En suivant les indications fournies par la femme il ne faut que quelques minutes à Eden pour trouver la laverie. Dans la petite pièce remplie de machines à laver et de sèche-linges il y a, adossé contre un mur, des étagères dans lesquelles sont rangés les sacs contenant les affaires des prisonniers. Eden s'avance et parcourt des yeux les étiquettes accrochées aux sacs à la recherche de la Un petit sourire s'accroche à son visage quand elle trouve enfin ce qu'elle cherche. C'est d'un pas plus léger qu'elle retourne à sa cellule en suivant de loin d'autres prisonniers.

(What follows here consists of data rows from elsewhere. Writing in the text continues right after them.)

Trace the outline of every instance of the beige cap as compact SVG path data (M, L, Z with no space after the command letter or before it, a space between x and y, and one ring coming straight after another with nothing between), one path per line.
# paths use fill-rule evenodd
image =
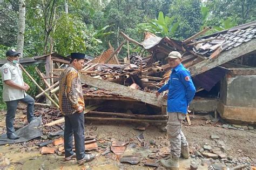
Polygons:
M168 58L181 58L181 55L178 51L172 51L170 53L170 54L168 55ZM166 59L167 59L166 58Z

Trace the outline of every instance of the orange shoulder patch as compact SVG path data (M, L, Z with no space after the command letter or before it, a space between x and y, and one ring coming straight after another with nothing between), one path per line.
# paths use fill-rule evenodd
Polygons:
M189 76L186 76L186 77L185 77L185 80L186 81L189 81L189 80L190 80L190 77L189 77Z

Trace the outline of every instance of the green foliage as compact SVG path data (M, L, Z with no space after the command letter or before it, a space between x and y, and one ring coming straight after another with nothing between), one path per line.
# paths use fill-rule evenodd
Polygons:
M197 33L202 25L201 1L175 0L171 5L170 15L174 23L179 23L176 37L183 40Z
M240 25L256 20L255 1L210 0L206 2L211 9L209 22L220 26L227 19L235 25Z
M0 44L5 46L17 43L18 12L12 7L9 2L0 3Z
M160 37L174 35L179 26L179 23L173 23L173 18L164 16L163 12L159 12L158 19L154 19L148 23L139 24L137 25L139 30L143 31L149 31Z

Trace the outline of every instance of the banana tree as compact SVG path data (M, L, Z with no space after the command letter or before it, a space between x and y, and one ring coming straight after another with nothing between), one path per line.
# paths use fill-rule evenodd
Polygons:
M161 37L173 35L179 25L178 22L174 23L173 18L164 16L163 12L159 12L158 18L150 21L148 23L138 25L139 30L149 31Z

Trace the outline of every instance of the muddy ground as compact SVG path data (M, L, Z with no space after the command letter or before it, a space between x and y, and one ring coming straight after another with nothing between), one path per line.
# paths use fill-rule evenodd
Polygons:
M5 133L5 112L0 113L0 132ZM17 118L23 117L19 113ZM212 148L222 147L233 164L226 166L233 167L240 164L256 164L256 131L242 131L225 129L221 127L222 123L206 124L205 120L192 120L192 125L188 126L184 123L183 131L190 145L192 154L201 148L206 143ZM40 138L29 142L0 146L0 169L164 169L160 165L158 168L143 166L143 161L151 160L158 162L159 158L148 158L149 155L156 155L156 153L168 151L169 143L166 132L157 126L151 125L145 131L134 130L138 124L114 123L113 122L86 122L86 135L96 135L99 146L98 150L91 152L97 155L96 158L84 165L78 166L75 160L64 161L64 156L57 154L42 155L40 148L36 145L42 141ZM21 126L21 125L19 125ZM144 140L149 144L144 147L137 139L137 137L143 133ZM211 135L219 137L213 140ZM111 152L101 155L101 151L112 141L130 141L123 155L133 155L139 157L140 162L136 165L120 163L120 157ZM131 145L134 144L135 145ZM130 147L133 145L133 147ZM193 156L193 155L192 155ZM153 156L154 158L154 156ZM208 166L201 165L201 160L198 157L189 159L181 159L180 169L188 169L191 161L198 163L198 169L207 169ZM220 159L214 160L215 164L221 163ZM235 163L239 162L239 163Z

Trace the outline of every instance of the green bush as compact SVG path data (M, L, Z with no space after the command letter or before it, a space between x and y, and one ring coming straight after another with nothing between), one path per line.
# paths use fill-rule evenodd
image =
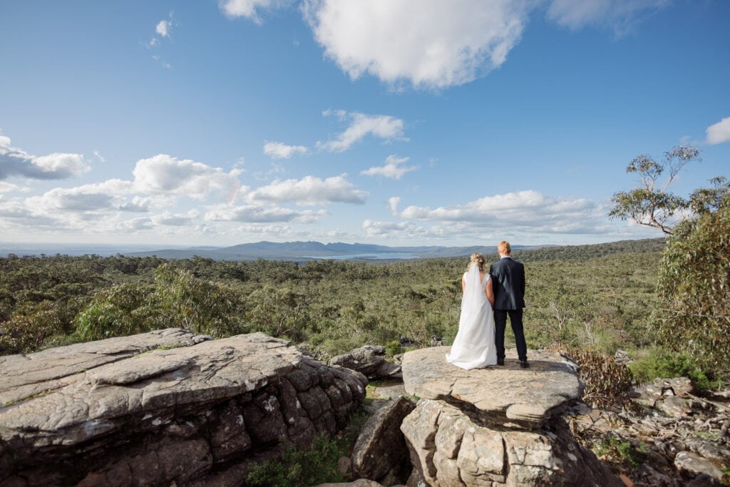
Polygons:
M657 318L664 343L730 379L730 194L719 204L677 225L669 239Z
M28 353L43 348L49 337L71 332L74 312L69 303L26 303L2 323L0 351L4 354Z
M401 342L398 340L391 340L385 344L385 353L392 357L401 353Z
M609 436L604 442L593 446L593 452L599 457L618 464L620 469L625 469L639 467L646 460L650 450L649 447L643 442L634 445L629 440Z
M271 487L344 482L345 479L337 469L340 455L337 440L326 434L315 437L312 445L304 448L288 443L284 445L280 459L253 464L246 482Z
M553 348L580 367L579 375L585 383L583 400L601 407L620 401L634 383L631 371L613 357L605 357L591 349L558 345Z
M664 348L653 348L642 358L629 364L637 382L650 382L658 378L687 377L699 389L717 388L721 384L712 380L687 353L677 353Z

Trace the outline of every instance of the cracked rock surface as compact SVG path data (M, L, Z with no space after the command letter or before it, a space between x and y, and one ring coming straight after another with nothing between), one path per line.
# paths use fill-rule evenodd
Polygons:
M179 329L0 357L0 485L178 485L332 434L367 379L261 333Z
M511 349L504 367L464 370L446 361L450 349L432 347L404 356L409 394L464 405L490 423L528 428L559 415L583 394L575 364L560 354L531 350L530 367L521 369Z
M529 350L530 367L521 369L509 350L504 367L464 370L446 361L448 351L403 357L405 389L420 398L401 425L414 484L623 485L561 415L583 393L575 364Z

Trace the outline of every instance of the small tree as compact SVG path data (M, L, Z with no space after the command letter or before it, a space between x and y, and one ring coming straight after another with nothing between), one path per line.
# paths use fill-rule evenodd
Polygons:
M699 160L691 147L665 153L663 162L634 158L627 172L641 176L642 187L614 194L611 218L631 218L669 235L659 269L660 304L656 318L659 340L718 377L730 378L730 183L710 180L710 188L689 198L667 192L688 162ZM657 184L668 172L661 189ZM674 226L672 217L688 215Z
M658 310L663 341L730 378L730 184L724 177L691 198L696 218L675 227L662 256Z
M634 158L626 166L626 172L637 173L641 187L615 193L611 198L614 207L609 212L609 217L630 218L640 225L656 227L671 235L672 218L687 210L690 201L668 192L667 188L687 163L700 160L699 150L683 145L665 152L661 162L645 154ZM662 175L666 178L664 184L660 182Z

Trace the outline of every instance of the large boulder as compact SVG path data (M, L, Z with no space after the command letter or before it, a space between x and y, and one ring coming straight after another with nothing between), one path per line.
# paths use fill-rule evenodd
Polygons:
M621 486L573 437L561 413L580 398L577 367L563 356L516 352L506 365L464 370L448 347L407 353L406 391L419 396L401 429L414 478L439 486Z
M385 360L385 348L365 345L330 358L330 365L357 370L369 379L402 377L401 366Z
M385 478L398 478L403 483L412 469L408 447L401 432L403 418L415 408L412 399L399 397L379 409L368 419L353 449L353 469L361 478L384 485Z
M561 418L537 429L510 429L422 399L401 429L418 475L433 487L622 485Z
M530 367L521 369L512 349L503 367L465 370L446 361L449 350L422 348L404 356L408 394L467 407L486 422L528 428L559 415L583 394L577 366L558 353L530 350Z
M240 476L283 440L335 433L367 384L285 340L177 329L0 357L0 483L28 485Z

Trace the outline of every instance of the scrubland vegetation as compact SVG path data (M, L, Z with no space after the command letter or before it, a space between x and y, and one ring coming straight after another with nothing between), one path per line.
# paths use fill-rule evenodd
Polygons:
M656 355L664 247L651 239L515 252L527 272L529 346ZM402 337L448 344L466 261L10 256L0 259L0 348L28 353L171 326L215 337L263 331L321 358L366 344L396 353Z

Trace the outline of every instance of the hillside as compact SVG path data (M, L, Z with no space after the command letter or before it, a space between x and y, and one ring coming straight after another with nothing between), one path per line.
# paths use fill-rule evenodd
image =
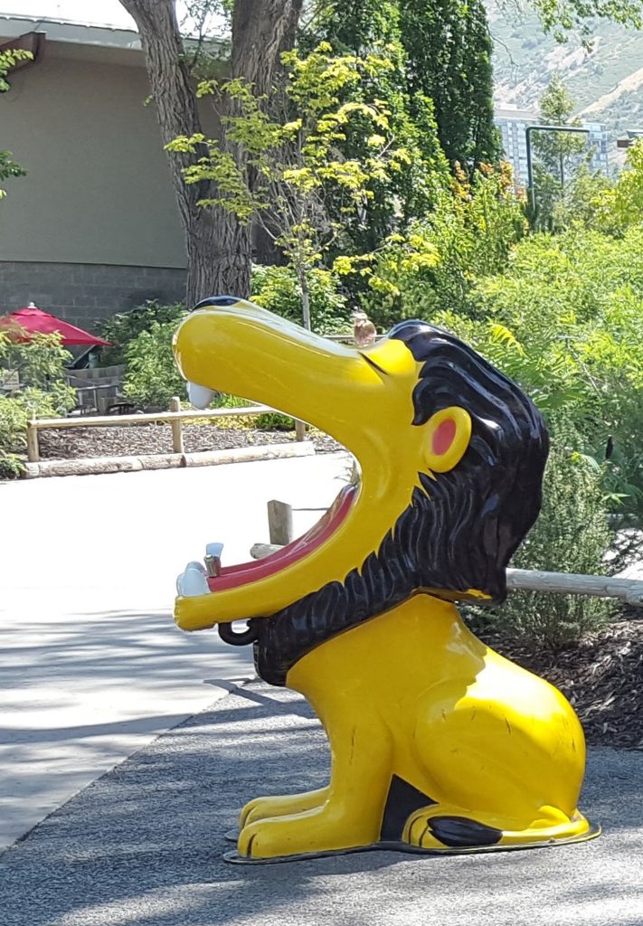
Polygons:
M538 98L558 73L577 112L587 121L607 123L612 139L627 129L643 129L643 31L597 20L587 49L577 34L559 44L532 14L501 11L493 3L487 8L498 106L537 111Z

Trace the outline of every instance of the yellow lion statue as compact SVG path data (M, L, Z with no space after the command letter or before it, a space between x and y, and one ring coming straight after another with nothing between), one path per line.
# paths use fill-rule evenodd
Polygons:
M577 809L585 742L572 707L482 644L455 605L504 599L507 563L537 517L548 439L533 403L422 321L356 349L225 296L196 307L174 351L194 404L215 390L266 403L359 464L305 536L178 579L178 625L252 642L258 674L300 692L330 743L327 787L244 807L237 857L598 834Z

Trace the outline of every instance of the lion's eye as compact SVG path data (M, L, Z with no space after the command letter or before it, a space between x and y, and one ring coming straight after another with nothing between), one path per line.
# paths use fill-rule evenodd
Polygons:
M197 308L207 308L208 306L223 308L226 306L233 306L238 301L233 295L211 295L208 299L201 299L200 302L197 302L191 311L195 312Z

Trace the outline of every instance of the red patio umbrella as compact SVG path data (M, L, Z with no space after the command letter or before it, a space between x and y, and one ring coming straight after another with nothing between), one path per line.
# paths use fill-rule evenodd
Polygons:
M62 343L66 347L74 344L110 346L108 341L104 341L96 334L83 332L82 328L76 328L69 321L63 321L62 319L57 319L55 315L49 315L48 312L36 308L32 302L24 308L19 308L4 319L0 319L0 324L3 326L19 325L29 334L57 332L62 335Z

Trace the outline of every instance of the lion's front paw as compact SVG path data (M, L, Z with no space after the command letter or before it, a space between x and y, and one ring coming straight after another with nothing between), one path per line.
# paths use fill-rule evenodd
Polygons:
M285 817L322 807L328 797L328 788L307 791L303 795L280 795L275 797L255 797L239 814L239 829L248 823L269 817Z
M249 858L275 858L306 852L333 852L376 841L370 821L325 805L289 817L258 820L241 831L237 849Z

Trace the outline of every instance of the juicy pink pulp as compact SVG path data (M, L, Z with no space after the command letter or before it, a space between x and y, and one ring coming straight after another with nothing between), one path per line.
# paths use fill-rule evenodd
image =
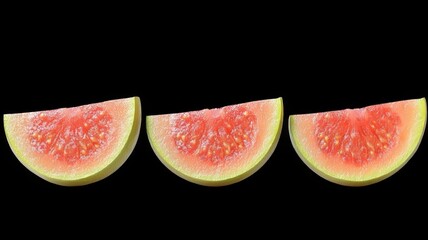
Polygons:
M315 122L320 149L357 166L380 157L398 141L400 118L386 106L321 113Z
M92 156L108 142L112 117L101 107L82 106L41 112L31 122L28 131L33 149L72 164Z
M174 115L174 142L180 151L217 164L255 141L257 118L244 106L227 106Z

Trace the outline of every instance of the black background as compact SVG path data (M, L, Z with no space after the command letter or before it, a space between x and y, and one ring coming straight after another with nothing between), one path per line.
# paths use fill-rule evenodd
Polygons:
M38 178L19 163L2 134L2 201L14 216L25 216L17 223L34 223L40 216L49 219L46 224L69 225L77 218L79 226L106 222L112 228L146 220L207 230L244 223L248 232L261 223L318 225L326 217L334 219L331 227L364 219L361 224L373 228L379 221L423 218L426 137L399 172L352 188L307 168L287 128L290 114L427 97L427 39L417 13L141 9L7 19L2 114L130 96L141 98L143 111L140 137L127 162L82 187ZM269 161L242 182L220 188L187 182L164 167L148 143L146 115L276 97L284 100L280 142Z

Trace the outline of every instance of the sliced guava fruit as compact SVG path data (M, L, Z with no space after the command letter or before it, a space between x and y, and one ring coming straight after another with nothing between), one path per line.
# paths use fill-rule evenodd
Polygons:
M146 116L149 142L173 173L204 186L225 186L259 170L283 125L282 98Z
M425 98L289 116L292 145L319 176L345 186L380 182L400 170L425 132Z
M17 159L62 186L94 183L119 169L137 143L141 119L139 97L3 115Z

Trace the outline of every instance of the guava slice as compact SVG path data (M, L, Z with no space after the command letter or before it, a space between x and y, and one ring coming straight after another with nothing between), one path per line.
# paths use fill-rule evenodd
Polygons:
M31 172L62 186L106 178L128 159L141 128L139 97L3 115L7 141Z
M225 186L260 169L283 124L282 98L146 116L149 142L173 173L204 186Z
M289 116L292 145L319 176L345 186L380 182L401 169L425 132L425 98Z

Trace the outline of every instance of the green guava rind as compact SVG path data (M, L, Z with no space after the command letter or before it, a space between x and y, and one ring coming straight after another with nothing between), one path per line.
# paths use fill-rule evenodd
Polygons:
M198 175L197 173L191 172L191 171L184 171L180 168L180 165L177 164L177 161L175 161L177 155L173 153L172 149L169 149L165 144L164 141L169 136L161 134L160 127L156 123L156 115L149 115L146 117L146 129L147 129L147 135L150 142L150 145L153 148L153 151L155 155L158 157L158 159L174 174L177 176L199 185L203 186L211 186L211 187L219 187L219 186L226 186L231 185L237 182L240 182L255 172L257 172L271 157L273 152L276 149L276 146L279 142L282 126L283 126L283 116L284 116L284 110L283 110L283 100L281 97L276 99L267 99L267 100L260 100L260 101L270 101L272 105L274 105L274 110L271 113L272 118L268 121L269 129L265 133L265 141L262 144L258 144L258 146L254 146L253 152L254 154L249 154L249 161L248 164L245 166L238 166L236 171L233 172L223 172L223 174L219 175ZM244 103L245 104L245 103ZM162 116L168 116L169 114L160 115ZM260 117L260 116L259 116ZM260 137L263 138L264 135L261 135ZM181 159L183 160L183 159ZM232 160L233 161L233 160Z
M405 100L408 103L413 103L416 106L416 110L412 116L404 116L410 118L411 132L409 133L410 139L405 147L405 151L401 151L399 154L394 156L392 164L390 165L379 165L375 174L369 174L365 176L353 176L352 173L349 175L337 174L330 169L324 168L319 164L320 159L323 156L313 154L313 149L309 147L308 142L311 140L311 136L302 136L301 131L297 126L297 116L290 115L288 120L289 136L293 148L295 149L299 158L307 165L313 172L321 176L322 178L343 186L361 187L371 185L380 182L399 171L416 153L419 145L422 141L425 133L426 122L427 122L427 103L425 98ZM401 101L400 101L401 102ZM304 114L308 115L309 114ZM310 114L312 115L312 114Z
M117 144L110 146L111 152L103 156L98 166L88 171L82 171L79 174L67 174L49 171L35 164L38 159L31 153L31 147L25 145L25 143L27 143L23 139L25 133L22 133L21 130L25 129L26 126L20 124L22 122L19 120L25 118L23 115L27 113L3 115L6 139L16 158L32 173L50 183L61 186L83 186L100 181L114 173L126 162L134 150L140 134L142 121L140 98L130 97L126 99L108 100L101 104L119 101L121 104L126 105L127 109L123 109L123 119L118 119L122 126L120 133L116 136L118 139L118 141L116 141Z

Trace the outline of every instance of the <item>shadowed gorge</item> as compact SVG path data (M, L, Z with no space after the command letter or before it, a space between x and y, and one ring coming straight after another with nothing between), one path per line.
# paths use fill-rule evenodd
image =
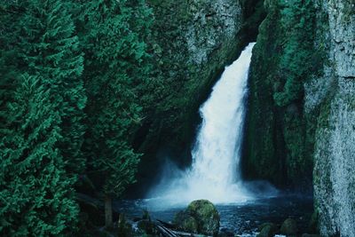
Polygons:
M353 0L0 22L0 236L355 236Z

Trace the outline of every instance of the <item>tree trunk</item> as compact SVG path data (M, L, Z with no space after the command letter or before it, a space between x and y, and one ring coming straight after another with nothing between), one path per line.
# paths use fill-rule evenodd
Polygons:
M109 194L105 195L105 226L113 227L112 220L112 198Z

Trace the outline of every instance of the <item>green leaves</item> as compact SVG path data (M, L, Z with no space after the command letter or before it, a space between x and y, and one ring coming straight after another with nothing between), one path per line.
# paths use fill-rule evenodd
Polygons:
M4 51L12 49L18 63L0 64L13 83L1 107L6 113L6 136L0 138L1 235L63 235L75 229L74 175L84 165L83 59L66 3L23 2L18 25L10 25L19 40L12 42L10 27L2 36Z

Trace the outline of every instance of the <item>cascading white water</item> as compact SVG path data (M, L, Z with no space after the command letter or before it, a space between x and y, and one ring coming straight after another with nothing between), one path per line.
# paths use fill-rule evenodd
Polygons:
M161 196L170 203L187 203L196 199L223 203L248 199L240 179L239 162L254 44L249 43L240 58L225 67L209 99L200 108L202 123L192 152L191 169L158 186L152 196Z

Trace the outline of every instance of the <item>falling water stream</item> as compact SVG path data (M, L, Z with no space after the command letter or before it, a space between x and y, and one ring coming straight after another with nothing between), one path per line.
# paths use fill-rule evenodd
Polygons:
M280 223L288 217L298 219L305 229L305 220L312 211L312 201L275 196L277 191L266 182L256 182L255 189L255 183L243 182L241 178L247 80L254 44L249 43L240 58L225 67L201 105L202 122L192 150L192 166L178 170L168 165L167 174L146 199L122 201L117 204L120 211L133 217L148 209L153 217L170 221L190 201L207 199L217 205L221 229L241 236L256 236L261 223Z
M172 180L162 180L152 197L161 197L170 204L186 204L197 199L230 203L252 198L241 181L239 162L254 44L249 43L240 58L225 67L201 107L202 122L192 151L192 167Z

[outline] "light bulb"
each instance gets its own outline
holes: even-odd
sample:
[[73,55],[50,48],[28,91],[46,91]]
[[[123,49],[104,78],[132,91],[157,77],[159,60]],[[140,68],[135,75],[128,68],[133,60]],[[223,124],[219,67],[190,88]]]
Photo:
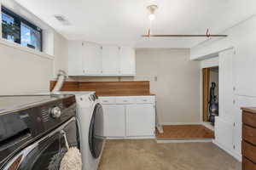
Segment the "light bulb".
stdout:
[[148,19],[149,19],[150,21],[152,21],[152,20],[154,20],[155,19],[155,15],[154,14],[150,14],[148,15]]

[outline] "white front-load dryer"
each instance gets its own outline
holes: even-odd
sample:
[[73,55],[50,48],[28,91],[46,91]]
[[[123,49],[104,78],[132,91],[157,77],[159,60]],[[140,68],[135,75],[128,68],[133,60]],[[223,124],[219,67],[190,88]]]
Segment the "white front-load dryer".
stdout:
[[41,94],[74,94],[83,170],[96,170],[105,144],[103,110],[95,92],[55,92]]
[[96,170],[105,144],[102,106],[95,93],[77,96],[77,105],[83,170]]

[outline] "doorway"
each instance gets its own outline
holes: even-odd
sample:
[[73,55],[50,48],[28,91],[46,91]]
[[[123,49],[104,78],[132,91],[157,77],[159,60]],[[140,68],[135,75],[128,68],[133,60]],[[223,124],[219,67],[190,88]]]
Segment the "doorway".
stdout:
[[218,66],[203,68],[203,122],[212,126],[218,115]]

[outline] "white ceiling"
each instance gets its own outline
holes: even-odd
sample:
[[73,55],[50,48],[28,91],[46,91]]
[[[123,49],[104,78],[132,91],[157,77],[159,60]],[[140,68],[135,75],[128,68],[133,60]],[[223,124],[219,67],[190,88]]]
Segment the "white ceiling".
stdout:
[[[190,48],[206,38],[143,38],[148,0],[15,0],[67,39],[143,48]],[[256,14],[256,0],[155,0],[154,34],[212,34]],[[54,18],[63,15],[64,26]]]

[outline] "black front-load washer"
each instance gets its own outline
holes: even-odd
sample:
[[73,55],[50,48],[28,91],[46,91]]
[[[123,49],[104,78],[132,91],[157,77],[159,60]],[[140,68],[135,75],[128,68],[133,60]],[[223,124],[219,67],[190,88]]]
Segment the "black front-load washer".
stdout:
[[0,108],[0,169],[59,169],[63,133],[79,148],[74,96],[0,96],[0,104],[8,104]]

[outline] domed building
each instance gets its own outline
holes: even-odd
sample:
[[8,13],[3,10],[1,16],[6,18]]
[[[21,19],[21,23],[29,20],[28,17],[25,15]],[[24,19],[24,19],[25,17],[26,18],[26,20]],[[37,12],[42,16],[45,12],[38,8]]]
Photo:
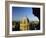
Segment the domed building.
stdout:
[[24,16],[20,20],[20,30],[24,31],[24,30],[28,30],[28,29],[29,29],[29,19],[28,19],[28,17]]

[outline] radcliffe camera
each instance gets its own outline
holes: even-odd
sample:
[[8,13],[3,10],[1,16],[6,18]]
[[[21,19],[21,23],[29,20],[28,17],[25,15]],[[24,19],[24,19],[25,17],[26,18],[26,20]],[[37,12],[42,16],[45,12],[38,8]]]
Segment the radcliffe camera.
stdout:
[[40,8],[12,7],[12,31],[40,30]]

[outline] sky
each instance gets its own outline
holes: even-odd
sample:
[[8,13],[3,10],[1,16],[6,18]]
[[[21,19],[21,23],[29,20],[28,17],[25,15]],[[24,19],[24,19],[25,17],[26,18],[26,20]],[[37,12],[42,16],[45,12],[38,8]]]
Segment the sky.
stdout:
[[19,21],[24,16],[27,16],[30,21],[38,21],[38,18],[33,15],[32,7],[12,7],[12,21]]

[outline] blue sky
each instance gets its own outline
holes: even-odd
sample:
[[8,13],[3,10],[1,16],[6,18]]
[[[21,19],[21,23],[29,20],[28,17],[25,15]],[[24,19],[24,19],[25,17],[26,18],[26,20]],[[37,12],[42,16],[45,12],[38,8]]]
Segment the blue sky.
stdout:
[[31,7],[12,7],[12,20],[19,21],[21,17],[27,16],[30,21],[36,21],[38,18],[33,15]]

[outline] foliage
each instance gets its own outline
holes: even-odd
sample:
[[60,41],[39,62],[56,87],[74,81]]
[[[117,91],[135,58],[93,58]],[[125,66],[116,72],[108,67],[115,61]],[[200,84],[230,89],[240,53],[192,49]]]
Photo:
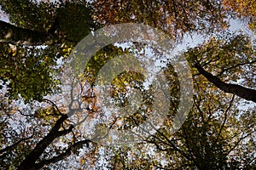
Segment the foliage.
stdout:
[[[255,29],[252,2],[1,1],[10,23],[0,23],[0,167],[255,169],[255,42],[243,31],[226,30],[230,16]],[[194,103],[182,128],[172,133],[181,92],[177,74],[166,61],[165,86],[172,98],[168,112],[161,113],[166,115],[163,126],[154,134],[140,136],[141,142],[133,145],[104,146],[95,141],[108,137],[93,136],[91,131],[103,126],[105,135],[145,122],[156,89],[145,88],[144,75],[125,70],[111,81],[111,99],[102,103],[96,95],[96,82],[104,84],[106,77],[98,74],[116,56],[132,54],[146,59],[148,47],[137,42],[104,47],[84,65],[81,82],[63,72],[68,72],[68,54],[83,37],[125,22],[156,27],[177,42],[192,31],[208,39],[183,52],[193,76]],[[152,51],[153,60],[162,54]],[[112,77],[114,68],[110,70],[107,76]],[[131,105],[131,89],[142,94],[136,111],[110,117],[102,111],[112,101],[121,108]],[[94,127],[106,117],[108,124]]]

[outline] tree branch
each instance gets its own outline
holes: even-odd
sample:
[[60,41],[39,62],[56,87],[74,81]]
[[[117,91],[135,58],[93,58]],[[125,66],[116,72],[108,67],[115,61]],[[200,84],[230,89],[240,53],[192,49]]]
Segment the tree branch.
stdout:
[[38,169],[36,167],[36,161],[40,157],[44,150],[52,143],[56,138],[67,134],[70,133],[73,126],[70,126],[68,129],[59,131],[61,124],[67,118],[67,115],[62,115],[55,122],[55,126],[52,128],[50,132],[40,140],[36,147],[30,152],[30,154],[26,156],[25,160],[20,163],[18,167],[19,170],[29,170],[29,169]]
[[225,93],[233,94],[247,100],[251,100],[256,103],[256,90],[247,88],[237,84],[226,83],[212,74],[207,72],[199,62],[195,62],[195,67],[210,82],[213,83],[217,88]]

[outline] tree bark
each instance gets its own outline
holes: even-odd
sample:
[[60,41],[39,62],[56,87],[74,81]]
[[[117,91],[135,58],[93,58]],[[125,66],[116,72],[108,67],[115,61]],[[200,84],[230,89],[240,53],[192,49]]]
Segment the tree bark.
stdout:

Elle prend juste le temps de fermer à clé la porte de sa cellule avant de déballer rapidement ses affaires sur son matelas. Elle retrouve avec plaisir son sweat signature qu'elle enfile immédiatement par-dessus le T-shirt gris de l'uniforme pénitentiaire. Eden hésite un instant avant de remettre le reste de ses vêtements dans le sac en toile pour le glisser sous son lit. Elle à déjà surpris quelques-uns de ses voisins en train d'essayer de forcer les portes de certaines cellules. Même si ses vêtements n'ont aucune valeur marchande, elle a développé une étrange affection pour eux.
En rentrant dans sa cellule le soir du sixième jour après son arrivée, Eden trouve sur son lit un papier plié en deux. Ses doigts attrapent les bords de la feuille et la déplient. Elle prend le temps de s'asseoir sur le matelas avant de lire le mot imprimé sur le papier blanc. Dans un encart en haut de la feuille, Eden trouve son nom, son prénom et sa date de naissance à gauche. À droite on peut lire ce qui semble être l'adresse de la prison, soulignée par les coordonnées GPS de cette dernière. En dessous de l'encart s'étend un petit paragraphe auquel Eden porte une grande attention.
Nous avons bien reçu la demande de mission à votre nom. Après examen le Centre de Gestion des Jugements et Sanctions des États-Unis d'Amérique à valider votre dossier. Un conseiller et inspecteur de mission vous à été assigné. Vous êtes invitée à le retrouver le 15 juin 2503 à 14h15. Votre inspecteur, Monsieur Hermès Baudra vous accueillera dans son Bureau et vous informera des détails de votre mission. Vous y rencontrerez par ailleurs vos coéquipiers.
Bien à vous,
Le Centre de Gestion des Jugements et
Sanctions des États-Unis d'Amérique
Eden soupire et se masse les tempes. La présence d'équipiers la met dans une situation délicate.
Ses parents offrent une belle prime à celui où celle qui leur ramènera leur fille. Si un de ses coéquipiers plus curieux que les autres venait à apprendre son nom de famille, il n'hésitera sûrement pas à s'en prendre à elle ou à informer ses géniteurs de sa localisation.
Eden se lève, prise d'une soudaine curiosité pour les réactions des autres face à leur lettre. De l'autre côté des barreaux, les gens s'exclament et questionnent leurs compères, cherchent leurs équipiers. Eden les regarde s'agiter bruyamment comme des animaux en cage quelques instants avant retourner s'allonger sur son matelas.
Elle passe les journées suivantes à écouter les conversations des autres, cacher sur les passerelles métalliques suspendues dans la salle des cellules ou bien dans l'angle d'un couloir.
Entre deux repas elle assiste de loin à quelques cours de survie dans la salle de sport pour emmagasiner un maximum de connaissances utiles avant de retourner dans sa cellule pour la nuit sans jamais cesser d'écouter. Elle passe des nuits à gamberger sur sa mission, ses coéquipiers, sa phobie sociale.
En fait, Eden ne sait même plus ce qui l'effraie le plus, les hommes ou les Zombies.